Trials / Recruiting
RecruitingNCT05827159
Emergency Department-Initiated Medications for Alcohol Use Disorder
- Status
- Recruiting
- Phase
- Phase 3
- Study type
- Interventional
- Enrollment
- 240 (estimated)
- Sponsor
- Yale University · Academic / Other
- Sex
- All
- Age
- 18 Years – 80 Years
- Healthy volunteers
- Not accepted
Summary
The proposed study will be the first randomized clinical trial to evaluate a comprehensive Emergency Department (ED)-based intervention for moderate to severe Alcohol Use Disorder (AUD) combining Screening, Brief Intervention and Referral to Treatment (SBIRT) with ED-initiated medications for treatment of alcohol use disorder (MAUD).

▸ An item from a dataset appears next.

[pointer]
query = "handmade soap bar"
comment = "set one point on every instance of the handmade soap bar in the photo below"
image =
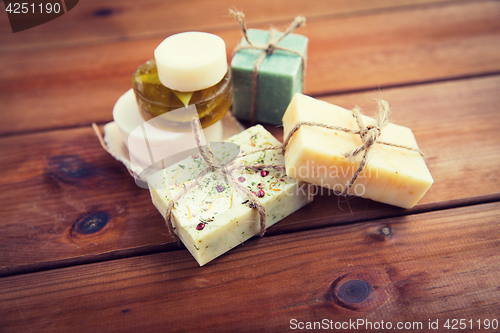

The primary objective of this phase 3 study is to evaluate for differences in treatment engagement 30 days after ED visit between emergency department patients with moderate to severe alcohol use disorder (AUD) who are randomized to initiate medications for the treatment for AUD in the ED in addition to receiving a brief intervention and referral to ongoing treatment, which all participants will receive. The secondary objective of this study is to evaluate the difference in reduction of heavy drinking days between the two ED treatment models during the 30 days post ED visit.
Detailed description
The proposed study will evaluate a comprehensive ED-based intervention for moderate to severe AUD combining SBIRT with ED-initiated MAUD. It is an extension and a novel application of a highly effective ED intervention model that has been successfully developed and broadly disseminated for other conditions, such as diabetes, hypertension and more recently opioid use disorder. No prospective randomized controlled trials of ED-initiated medications for the treatment of AUD, with or without psychosocial interventions, have been published to date. If found efficacious this novel intervention model has a potential to increase AUD treatment participation rates among individuals with AUD who frequently receive care in the ED. The proposed study will evaluate two ED-based interventions that have a potential to be broadly disseminated to narrow the gap between treatment need and treatment access. Study participants will be identified through targeted screening for DSM-5 criteria for moderate to severe AUD and the study inclusion/exclusion criteria. Therefore, the Screening component of the SBIRT intervention in the proposed RCT will be conducted before eligible ED patients who are interested in study participation are consented and randomized. This study will compare outcomes among individuals who are initiated on MAUD treatment in the ED, including AUD treatment with naltrexone, with ancillary support of gabapentin to assist with withdrawal symptoms. Hypothesis 1: The rates of AUD treatment engagement will be higher among patients receiving SBIRT+ED-MAUD. Hypothesis 2: Those randomized to SBIRT+ED-MAUD will have greater reductions of heavy drinking days. This study is not designed to change the FDA labeling of gabapentin.
Conditions
Interventions
| Type | Name | Description |
|---|---|---|
| DRUG | Naltrexone Pill | In the MAUD component, some participants will receive oral Naltrexone in the ED. |
| DRUG | Naltrexone Injection | In the MAUD component, some participants will receive a dose of XR-NTX (injection) in the ED. |
| BEHAVIORAL | Brief Negotiation Interview | Brief Negotiation Interview (BNI) has four key components: (1) permission to discuss substance use, (2) feedback on the health consequences of ongoing substance use, including making a connection between the ED visit and substance use, (3) motivational enhancement, and (4) negotiation and advice. |
| DRUG | Gabapentin Pill | In the MAUD component, ancillary treatment with gabapentin will be provided. |
Timeline
- Start date
- 2024-08-17
- Primary completion
- 2027-12-01
- Completion
- 2028-03-01
- First posted
- 2023-04-24
- Last updated
- 2025-05-18
Locations
1 site across 1 country: United States
Regulatory
- FDA-regulated drug study
Source: ClinicalTrials.gov record NCT05827159. Inclusion in this directory is not an endorsement.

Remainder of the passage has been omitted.